The man accused of shooting and killing a 22-year NYPD veteran officer in East New York early Monday was released by a judge after a drug arrest in Coney Island last month, despite an outstanding warrant in North Carolina for a violent shooting in that state.
Officer Peter Figoski, a 47-year-old father of four daughters, died at the hospital at about 7:15 a.m., hours after he was shot in the face while responding as backup to a burglary call in East New York.
Authorities have arrested Lamont Pride, of Coney Island, for the shooting of the officer. Police Commissioner Ray Kelly said Pride, 27, was wanted for aggravated assault in North Carolina. In that case, Greensboro, N.C. police said he was one of three men involved in a dispute that led to a shooting on Aug. 5.
Pride was arrested several other times, including Nov. 3 in Coney Island for a drug charge in an apartment. A child was also present at the time, and Pride was charged with drug possession and endangering the welfare of child, both misdemeanors.
When police ran his rap sheet that day, the report came back just minutes later that he was wanted for the North Carolina felonies, NBC New York has learned.
But when he was arraigned the next day in Brooklyn criminal court, the judge released him.
According to a transcript from the arraignment, the prosecutor told Brooklyn Criminal Court Judge Evelyn Laporte, "Lamont Pride has an outstanding warrant in North Carolina for a shooting."
But without asking any serious follow-up questions about that warrant, Laporte said, "I'm not going to set bail," and released Pride on his own recognizance.
Standard practice for suspects with outstanding warrants is to hold them without bail until the warrant issue is resolved. In this case, the warrant also indicated he could be "armed with a handgun."
Court spokesman David Bookstaver said "it's unclear why the judge let him go."
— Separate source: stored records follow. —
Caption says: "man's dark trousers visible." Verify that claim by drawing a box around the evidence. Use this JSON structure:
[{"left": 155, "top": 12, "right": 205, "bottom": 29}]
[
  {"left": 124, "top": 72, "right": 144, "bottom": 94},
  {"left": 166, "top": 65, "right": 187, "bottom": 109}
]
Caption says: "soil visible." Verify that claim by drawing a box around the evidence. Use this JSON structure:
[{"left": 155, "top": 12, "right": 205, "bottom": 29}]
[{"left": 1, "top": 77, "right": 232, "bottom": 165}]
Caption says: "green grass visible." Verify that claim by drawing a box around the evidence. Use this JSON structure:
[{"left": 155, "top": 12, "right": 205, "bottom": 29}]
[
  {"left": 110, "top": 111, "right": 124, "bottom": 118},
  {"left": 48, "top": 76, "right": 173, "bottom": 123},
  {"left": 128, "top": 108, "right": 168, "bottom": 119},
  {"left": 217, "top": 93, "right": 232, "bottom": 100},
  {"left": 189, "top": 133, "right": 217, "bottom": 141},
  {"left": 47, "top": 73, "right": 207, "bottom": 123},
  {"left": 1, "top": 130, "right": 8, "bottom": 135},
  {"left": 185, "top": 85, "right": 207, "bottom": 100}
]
The warrant was only for extradition in and around the state of North Carolina. NYPD spokesman Paul Browne told NBC New York that the NYPD contacted North Carolina authorities, urging them to upgrade the warrant when Pride was first arrested, but they initially declined. Days later, it was upgraded, but by then he was "in the wind," Browne said.
His next court date was Nov. 15, and he did not show up. Another date was set for January.
Greensboro Police confirmed the initial warrant only applied to the surrounding states, but could not speak to the timeline of the warrant or whether there was a delay in filing that warrant.
In the tragic shooting Monday, Figoski and his partner, Glenn Estrada, were responding as backup to a 911 call about a robbery at a basement apartment.
As Figoski and Estrada waited outside, the first two responding officers headed to interview the 25-year-old robbery victim, whom they found lying on the floor with a head injury inflicted by one of the suspects, Kelly said.
Unbenownst to police, the two suspects, having been unable to escape out the back door, crouched in wait in a side room near the apartment unit, Kelly said. Once the first two officers walked by them, the suspects made their way to the front door, the police commissioner said.
Figoski was at the bottom of the stairs leading from the street to the basement apartment door when he was shot at close range by one of the assailants, Kelly said.
"His partner, Glenn Estrada, was already struggling on the street level in front of the house with the second suspect when he heard the shot and observed the gunman run by him," Kelly said. "He released the man he was struggling with and pursued the gunman, capturing him after a pursuit of several blocks."
Estrada was treated at the hospital for a shoulder sprain that he suffered in his confrontations with both suspects.
The second suspect remains at large. He's described as about 5 feet, 7 inches tall and 25 to 30 years old. He was last seen wearing a gray hooded sweatshirt and light pants. Police released this surveillance video of that suspect.
A semi-automatic pistol was recovered under a parked car near the scene. Police say only one shot was fired, but the gun appeared to have jammed with 10 live rounds still in the magazine. A ski mask was also found at the scene.
The tenant told police the two suspects banged on his door and initially said they were police officers. Once inside, they demanded money and jewelry, authorities said. They were both wearing ski masks, the tenant told police.
The suspects then knocked the tenant down and one of the men struck him in the head with a firearm, Kelly said.
The robbery victim, who works at a nearby bodega, said the suspects stole an inexpensive watch and $770 in cash before fleeing, Kelly said. He was treated for head injuries at a nearby hospital.
Figoski has been on the force 22 years, with more than 200 arrests and had 12 medals awarded, including eight for exceptional police duty.
A vigil was planned for him in Brooklyn on Tuesday evening at 7:30 p.m.